In love with a point of view! In love with a woman who had no existence apart from the beglamoured eyes of Carter. It wasn't Lisa Fitch I loved; indeed, I rather hated her angular ugliness. What I had fallen in love with was the way she looked to Carter, for there is nothing in the world quite as beautiful as a lover's conception of his sweetheart.

This predicament was far worse than my former ones. When I had fallen in love with a girl already dead, I could console myself with the thought of what might have been. When I had fallen in love with my own ideal— well, at least she was mine, even if I couldn't have her. But to fall in love with another man's conception! The only way that conception could even continue to exist was for Carter to remain in love with Lisa Fitch, which rather effectually left me outside the picture altogether. She was absolutely unattainable to me, for Heaven knows I didn't want the real Lisa Fitch —"real" meaning, of course, the one who was real to me. I suppose in the end Carter's Lisa Fitch was as real as the skinny scarecrow my eyes saw.

She was unattainable—or was she? Suddenly an echo of a long- forgotten psychology course recurred to me. Attitudes are habits. Viewpoints are attitudes. Therefore viewpoints are habits. And habits can be learned!

There was the solution! All I had to do was to learn, or to acquire by practice, the viewpoint of Carter. What I had to do was literally to put myself in his place, to look at things in his way, to see his viewpoint. For once I learned to do that, I could see in Lisa Fitch the very things he saw, and the vision would become reality to me as well as to him.

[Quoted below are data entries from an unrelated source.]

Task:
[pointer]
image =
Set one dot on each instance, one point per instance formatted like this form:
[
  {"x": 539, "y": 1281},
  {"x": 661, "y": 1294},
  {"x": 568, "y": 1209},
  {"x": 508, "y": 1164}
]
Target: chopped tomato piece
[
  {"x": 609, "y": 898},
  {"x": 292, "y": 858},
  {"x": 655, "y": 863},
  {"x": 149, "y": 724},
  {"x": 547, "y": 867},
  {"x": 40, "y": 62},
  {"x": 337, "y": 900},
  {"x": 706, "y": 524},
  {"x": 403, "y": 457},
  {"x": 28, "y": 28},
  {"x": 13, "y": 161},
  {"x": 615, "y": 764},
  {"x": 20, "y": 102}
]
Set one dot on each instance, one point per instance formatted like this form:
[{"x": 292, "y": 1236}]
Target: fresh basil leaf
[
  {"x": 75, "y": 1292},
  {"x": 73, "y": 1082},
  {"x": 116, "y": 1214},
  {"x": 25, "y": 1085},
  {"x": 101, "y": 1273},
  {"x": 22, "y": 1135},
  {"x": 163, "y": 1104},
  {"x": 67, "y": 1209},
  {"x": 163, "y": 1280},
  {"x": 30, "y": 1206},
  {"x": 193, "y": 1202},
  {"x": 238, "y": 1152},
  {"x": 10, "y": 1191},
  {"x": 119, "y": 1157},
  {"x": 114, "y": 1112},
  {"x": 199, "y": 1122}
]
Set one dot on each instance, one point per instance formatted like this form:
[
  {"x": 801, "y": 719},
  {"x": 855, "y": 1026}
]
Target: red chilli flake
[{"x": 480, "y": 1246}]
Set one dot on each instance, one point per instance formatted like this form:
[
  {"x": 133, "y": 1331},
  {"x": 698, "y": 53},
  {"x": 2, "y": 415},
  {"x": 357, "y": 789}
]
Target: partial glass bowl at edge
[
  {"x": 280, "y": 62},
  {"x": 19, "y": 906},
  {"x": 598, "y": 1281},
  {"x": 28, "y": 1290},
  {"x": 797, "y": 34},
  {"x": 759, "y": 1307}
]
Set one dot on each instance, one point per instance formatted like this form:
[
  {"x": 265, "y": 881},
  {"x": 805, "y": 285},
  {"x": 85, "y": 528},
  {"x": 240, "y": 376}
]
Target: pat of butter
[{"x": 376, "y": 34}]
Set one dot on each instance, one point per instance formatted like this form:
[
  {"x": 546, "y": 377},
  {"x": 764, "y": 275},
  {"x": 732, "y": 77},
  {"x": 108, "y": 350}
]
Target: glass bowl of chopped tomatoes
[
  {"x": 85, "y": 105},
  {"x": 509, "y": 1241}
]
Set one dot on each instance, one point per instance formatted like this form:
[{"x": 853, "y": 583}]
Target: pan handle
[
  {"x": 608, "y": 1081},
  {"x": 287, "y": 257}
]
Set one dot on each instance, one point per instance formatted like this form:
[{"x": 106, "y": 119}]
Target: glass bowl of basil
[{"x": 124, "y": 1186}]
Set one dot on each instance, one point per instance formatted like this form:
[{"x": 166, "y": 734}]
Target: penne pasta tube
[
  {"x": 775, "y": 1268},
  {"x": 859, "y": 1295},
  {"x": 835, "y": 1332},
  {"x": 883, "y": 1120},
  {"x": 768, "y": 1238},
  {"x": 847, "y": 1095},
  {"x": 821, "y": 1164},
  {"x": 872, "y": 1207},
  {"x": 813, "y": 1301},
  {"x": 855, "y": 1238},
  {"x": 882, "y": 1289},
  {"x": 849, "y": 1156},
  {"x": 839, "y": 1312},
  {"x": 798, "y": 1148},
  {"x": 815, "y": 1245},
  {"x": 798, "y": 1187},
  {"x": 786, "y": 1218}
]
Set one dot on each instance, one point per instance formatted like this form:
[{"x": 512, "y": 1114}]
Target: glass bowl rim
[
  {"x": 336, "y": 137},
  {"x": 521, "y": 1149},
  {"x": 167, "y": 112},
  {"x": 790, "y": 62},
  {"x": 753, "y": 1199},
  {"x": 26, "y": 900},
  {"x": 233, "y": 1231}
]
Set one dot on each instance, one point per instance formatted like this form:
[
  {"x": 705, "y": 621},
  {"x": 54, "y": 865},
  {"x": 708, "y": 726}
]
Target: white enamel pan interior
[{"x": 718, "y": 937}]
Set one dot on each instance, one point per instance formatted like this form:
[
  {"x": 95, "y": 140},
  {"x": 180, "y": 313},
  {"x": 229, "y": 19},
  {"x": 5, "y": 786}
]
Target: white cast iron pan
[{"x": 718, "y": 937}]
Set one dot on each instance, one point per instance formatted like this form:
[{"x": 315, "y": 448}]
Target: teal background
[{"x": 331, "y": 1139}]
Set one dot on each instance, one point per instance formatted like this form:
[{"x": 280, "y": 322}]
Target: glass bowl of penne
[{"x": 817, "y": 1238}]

I planned carefully. I did not care to face the sarcasm of the great van Manderpootz; therefore I would work in secret. I would visit his laboratory at such times as he had classes or lectures, and I would use the attitudinizor to study the view point of Carter, and to, as it were, practice that viewpoint. Thus I would have the means at hand of testing my progress, for all I had to do was glance at Miss Fitch without the attitudinizor. As soon as I began to perceive in her what Carter saw, I would know that success was imminent.

Those next two weeks were a strange interval of time. I haunted the laboratory of van Manderpootz at odd hours, having learned from the University office what periods he devoted to his courses. When one day I found the attitudinizor missing, I prevailed on Carter to show me where it was kept, and he, influenced doubtless by my friendship for the man he practically worshipped, indicated the place without question. But later I suspect that he began to doubt his wisdom in this, for I know he thought it very strange for me to sit for long periods staring at him; I caught all sorts of puzzled questions in his mind, though as I have said, these were hard for me to decipher until I began to learn Carter's personal system of symbolism by which he thought. But at least one man was pleased—my father, who took my absences from the office and neglect of business as signs of good health and spirits, and congratulated me warmly on the improvement.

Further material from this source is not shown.